Tag Archive for Biased reporting

Great achievements in bad reporting, New Yorkers brawl over parking, and whether we’re better off with Garcetti in DC

Let’s start off today with the latest edition of Great Achievements in Bad Reporting.

Writing about a bike rider killed in collision with a truck, a Boston TV station failed to mention the driver at all.

Or if the truck even had one.

Then they added this sparkling gem.

Seriously?

Sources report the truck is bereft, and receiving counseling. No word on whether the vehicle will face charges.

Photo by Markus Winkler from Pexels.

………

This is who we share the road with.

New Yorkers engage in an all-out brawl that starts with a baseball bat, and ends with a car slamming through a storefront.

All over a damn parking space.

………

Sometimes, it’s the people on two wheels behaving badly. 

Police in New Jersey are looking for a bike-riding man who mugged a woman as she sat at a sidewalk cafe.

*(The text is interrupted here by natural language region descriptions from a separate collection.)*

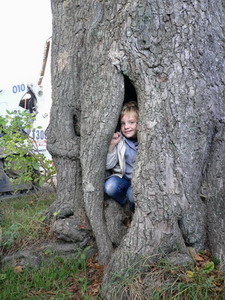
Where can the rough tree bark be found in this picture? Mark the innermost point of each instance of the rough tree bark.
(173, 53)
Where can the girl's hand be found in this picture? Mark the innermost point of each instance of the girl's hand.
(115, 140)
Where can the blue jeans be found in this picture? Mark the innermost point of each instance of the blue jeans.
(120, 190)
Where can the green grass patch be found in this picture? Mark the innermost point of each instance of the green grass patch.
(166, 281)
(23, 221)
(59, 279)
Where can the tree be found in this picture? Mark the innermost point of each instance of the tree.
(172, 54)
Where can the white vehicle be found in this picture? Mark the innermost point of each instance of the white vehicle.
(29, 97)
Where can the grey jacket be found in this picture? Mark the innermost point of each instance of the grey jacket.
(116, 159)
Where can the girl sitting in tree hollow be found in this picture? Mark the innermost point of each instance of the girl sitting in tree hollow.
(122, 155)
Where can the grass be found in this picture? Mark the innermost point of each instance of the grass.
(60, 278)
(165, 281)
(79, 278)
(23, 221)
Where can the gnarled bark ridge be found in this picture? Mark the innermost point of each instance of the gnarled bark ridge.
(173, 53)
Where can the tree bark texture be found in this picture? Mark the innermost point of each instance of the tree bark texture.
(173, 53)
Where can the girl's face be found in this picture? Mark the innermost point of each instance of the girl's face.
(129, 125)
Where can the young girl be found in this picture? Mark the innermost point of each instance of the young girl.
(121, 156)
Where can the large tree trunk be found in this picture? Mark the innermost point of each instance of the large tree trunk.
(173, 53)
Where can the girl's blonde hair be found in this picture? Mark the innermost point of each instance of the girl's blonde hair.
(130, 106)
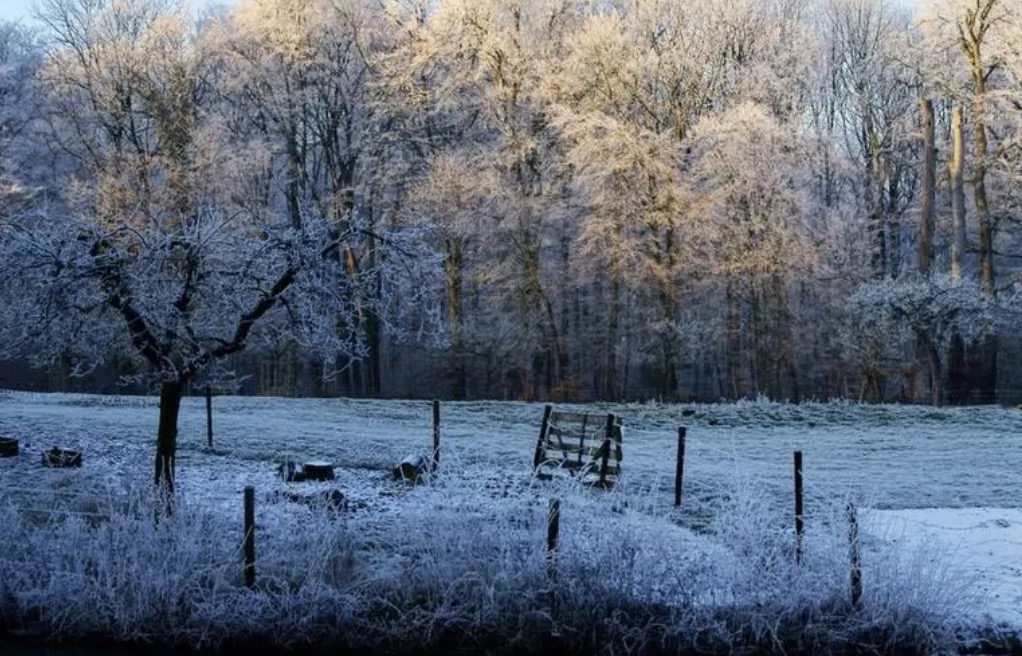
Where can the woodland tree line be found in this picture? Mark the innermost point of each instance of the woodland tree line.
(566, 199)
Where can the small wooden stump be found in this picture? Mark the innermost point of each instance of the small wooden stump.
(290, 472)
(411, 469)
(8, 447)
(61, 458)
(319, 471)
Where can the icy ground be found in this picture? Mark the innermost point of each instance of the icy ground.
(946, 481)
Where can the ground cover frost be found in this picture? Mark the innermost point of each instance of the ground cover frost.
(461, 562)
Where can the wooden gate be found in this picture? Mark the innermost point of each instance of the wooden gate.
(585, 446)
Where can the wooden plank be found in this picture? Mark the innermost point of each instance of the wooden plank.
(590, 449)
(574, 432)
(575, 418)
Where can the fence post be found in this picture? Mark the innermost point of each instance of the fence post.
(680, 468)
(208, 416)
(249, 544)
(543, 435)
(856, 559)
(799, 518)
(608, 439)
(436, 435)
(553, 526)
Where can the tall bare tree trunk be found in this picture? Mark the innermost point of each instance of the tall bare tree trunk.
(957, 380)
(928, 190)
(613, 324)
(957, 173)
(734, 345)
(167, 433)
(973, 32)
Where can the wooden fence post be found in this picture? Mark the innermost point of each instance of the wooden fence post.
(856, 559)
(436, 435)
(553, 526)
(543, 435)
(249, 544)
(799, 518)
(608, 440)
(680, 467)
(208, 416)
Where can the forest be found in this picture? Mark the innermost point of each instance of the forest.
(532, 199)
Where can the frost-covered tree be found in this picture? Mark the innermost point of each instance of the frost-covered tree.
(931, 310)
(152, 246)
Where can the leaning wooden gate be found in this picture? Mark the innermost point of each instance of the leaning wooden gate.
(585, 446)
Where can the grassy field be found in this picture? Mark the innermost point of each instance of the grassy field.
(461, 562)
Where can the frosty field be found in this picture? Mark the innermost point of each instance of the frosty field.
(940, 491)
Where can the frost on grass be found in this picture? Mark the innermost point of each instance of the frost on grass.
(461, 562)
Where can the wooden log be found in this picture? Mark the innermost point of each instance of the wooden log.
(8, 447)
(799, 517)
(854, 553)
(291, 472)
(553, 525)
(318, 470)
(208, 416)
(680, 467)
(540, 451)
(249, 536)
(607, 441)
(61, 458)
(436, 435)
(412, 468)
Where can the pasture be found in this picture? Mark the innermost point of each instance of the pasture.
(461, 562)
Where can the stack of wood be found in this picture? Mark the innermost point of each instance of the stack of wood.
(413, 469)
(8, 447)
(57, 457)
(292, 472)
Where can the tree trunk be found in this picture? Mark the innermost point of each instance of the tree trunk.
(957, 173)
(734, 345)
(928, 187)
(167, 434)
(936, 375)
(957, 382)
(613, 321)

A New York thief who apparently doesn’t know how to wear a face mask walked out of a Queens bike shop with an $11,400 Trek Domane SLRQ, after posing as a customer taking it for a test ride. Seriously, Covid-19 aside, if you’re planning to commit a crime, keep your damn mask on. And even if you’re not. 

………

Local

A Jewish publication questions whether LA Mayor Eric Garcetti is worthy of a spot in President-elect Joe Biden’s cabinet. My take is that the city would be better off without him, so we could get a replacement who isn’t so easily distracted by national ambitions.

The Los Angeles Fire Department will now be even more nimble in crowd situations, after accepting a gift of four ebikes from Ontario CA bikemaker Aventon.

Culver City got a $47,000 state grant for bicycle and pedestrian safety education programs; Pasadena topped that with a $150,000 grant.

Glendale is attempting to reduce traffic fatalities by improving 16 intersections responsible for 40% of pedestrian deaths.

 

State

San Diego is moving forward with plans for protected bike lanes in the North Park neighborhood, which could be a problem for restaurants that have expanded into the street for al fresco dining.

Ventura sheriff’s deputies busted a pair of suspected thieves with a hot bike stolen in Malibu, as well as meth and burglary tools.

Bad news from Lompoc, where a bike rider was critically injured in a collision. Although once again, there doesn’t appear to actually be a driver involved, judging from the story.

More bad news, as a San Francisco man suffered life-threatening injuries when he reportedly fell off his bike, striking his head.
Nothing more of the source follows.